Suppose you are given three arbitrary points in the $xy$ plane. You want to generate all possible ellipses that pass through the three points, and at the same time have a given area of $S$. If $S$ is greater than the minimum possible area, then is it true that there will be exactly six possible ellipses?
My progress:
I first transformed the three given points (which are $A, B, C$) to the vertices of an equilateral triangle, call them $A',B',C'$, with $A' = (0,0), B' = (1, 0), C' = (\dfrac{1}{2}, \dfrac{\sqrt{3}}{2} )$. From symmetry, we can pass three congruent ellipses through $A',B', C'$, the first with one axis parallel to $A'B'$, the second with one axis parallel to $B'C'$ and the third with axis parallel to $A'C'$.

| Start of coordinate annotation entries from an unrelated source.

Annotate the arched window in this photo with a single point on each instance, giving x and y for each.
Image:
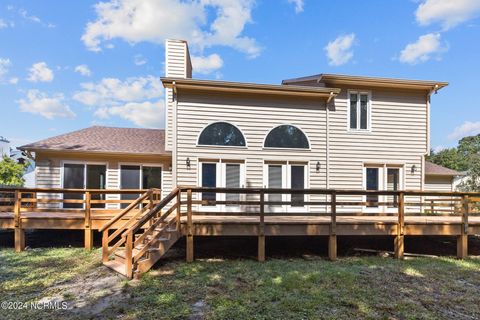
(286, 136)
(221, 134)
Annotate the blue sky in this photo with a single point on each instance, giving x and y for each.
(66, 65)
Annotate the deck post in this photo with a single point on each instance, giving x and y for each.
(129, 255)
(19, 232)
(261, 228)
(399, 238)
(332, 238)
(88, 222)
(462, 239)
(178, 212)
(189, 227)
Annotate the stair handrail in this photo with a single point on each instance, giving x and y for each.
(120, 215)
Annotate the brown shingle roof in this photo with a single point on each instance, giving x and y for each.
(435, 169)
(105, 139)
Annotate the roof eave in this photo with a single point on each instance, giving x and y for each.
(382, 82)
(224, 86)
(97, 152)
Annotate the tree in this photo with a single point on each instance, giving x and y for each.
(472, 181)
(449, 158)
(11, 173)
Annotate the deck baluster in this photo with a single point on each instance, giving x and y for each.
(88, 222)
(399, 239)
(189, 227)
(19, 232)
(462, 239)
(332, 239)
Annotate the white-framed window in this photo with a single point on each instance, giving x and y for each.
(359, 110)
(289, 175)
(139, 176)
(221, 173)
(382, 177)
(83, 175)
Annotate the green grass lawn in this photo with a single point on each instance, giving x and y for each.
(351, 288)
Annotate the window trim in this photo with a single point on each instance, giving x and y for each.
(280, 148)
(141, 165)
(382, 183)
(286, 183)
(221, 181)
(369, 111)
(198, 145)
(84, 163)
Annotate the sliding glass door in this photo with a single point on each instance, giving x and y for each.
(129, 179)
(73, 178)
(222, 174)
(286, 175)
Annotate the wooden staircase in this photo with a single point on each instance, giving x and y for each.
(137, 244)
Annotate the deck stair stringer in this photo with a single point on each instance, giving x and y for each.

The area of each of these three ellipses is $S \ |\det(T)| $ where $T$ is the transformation matrix that sends $A,B,C$ to $A', B', C'$.

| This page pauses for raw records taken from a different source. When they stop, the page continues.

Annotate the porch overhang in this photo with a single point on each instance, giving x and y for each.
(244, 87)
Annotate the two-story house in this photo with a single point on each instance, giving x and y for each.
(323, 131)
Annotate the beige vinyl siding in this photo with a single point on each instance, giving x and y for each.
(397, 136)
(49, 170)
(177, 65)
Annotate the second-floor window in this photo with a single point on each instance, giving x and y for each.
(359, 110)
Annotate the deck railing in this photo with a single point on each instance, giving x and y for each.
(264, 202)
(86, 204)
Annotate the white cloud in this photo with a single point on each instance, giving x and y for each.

Since the ellipses are congruent, and symmetrical about the centroid of $\triangle A'B'C'$ it suffices to find the first one, and then rotate it by $120^\circ$ and $240^\circ$ about the centroid to generate the second and third.
The equation of the ellipses with an axis parallel to the $x$ axis (and the other one to the $y$ axis), that passes through $A',B',C'$ takes the form
$ \dfrac{(x - \dfrac{1}{2})^2}{a^2} + \dfrac{(y - k)^2}{b^2} = 1 $
Substituting $A'$ or $B'$ gives
$\dfrac{1}{4 a^2} + \dfrac{k^2}{b^2} = 1 \dots (1)$
Substituing $C'$ gives
$ \dfrac{\sqrt{3}}{2} - k = b \dots (2)$
And finally, $S' = S \ | \det(T) | $ will be the area of the ellipse. So
$ S' = S \ | \det(T) | = \pi a b \dots (3) $
Substituting for $k$ from $(2)$ in $(1)$:
$\dfrac{1}{4 a^2} + \dfrac{3}{4 b^2} - \dfrac{\sqrt{3}}{b} = 0 \dots (4)$
Next, I checked numerically the solution of $(3)$ and $(4)$.
And it turns out there are two possible solutions.
The figure below shows the two ellipses for an area that is $1.5 \times S_{min} $
Hence the total number of possible ellipses is $3 \times 2 = 6$ ellipses.
Putting this all together, I picked three points: $A = (3, 1), B = (16, 5), C = (7, 13) $ and drew the possible ellipses through them, each having an area of $1.5 S_{min}$ where $S_{min} $ is the minimum possible area of an ellipse passing through $A,B,C$. This is shown below:
I would appreciate it if someone could confirm my findings.
Let $ABC$ be an equilateral triangle, $D$, $E$ and $F$ the midpoints of its sides and $G$ its centre. Consider then any ray $r$ with origin $G$ and a point $O$ on $r$ inside triangle $DEF$.
The ellipse through $ABC$ centred at $O$ has its minimum area when $O=G$ (the ellipse is the circumcircle of $ABC$), but as $O$ approaches the boundary of triangle $DEF$ the area of the ellipse tends to $+\infty$, because the ellipse degenerates into a pair of parallel lines when $D$ is on a side of $DEF$.
By continuity, we can then choose $O$ on the ray such that the area of the ellipse has any fixed value $S$ greater than the minimum area. Hence there are infinitely many ellipses with area $S$, passing through $ABC$.
EDIT.
Here's a plot (made with Mathematica) of the loci of centres (blue), when the related ellipse has area equal to (from left to right) $1.1$, $1.2$, $1.5$, $2$ times minimum area, for an equilateral triangle centred at the origin with radius $1$. Loci are shown only for the inner triangle on the right and should be rotated by $\pm120°$ about the origin to get their full extent.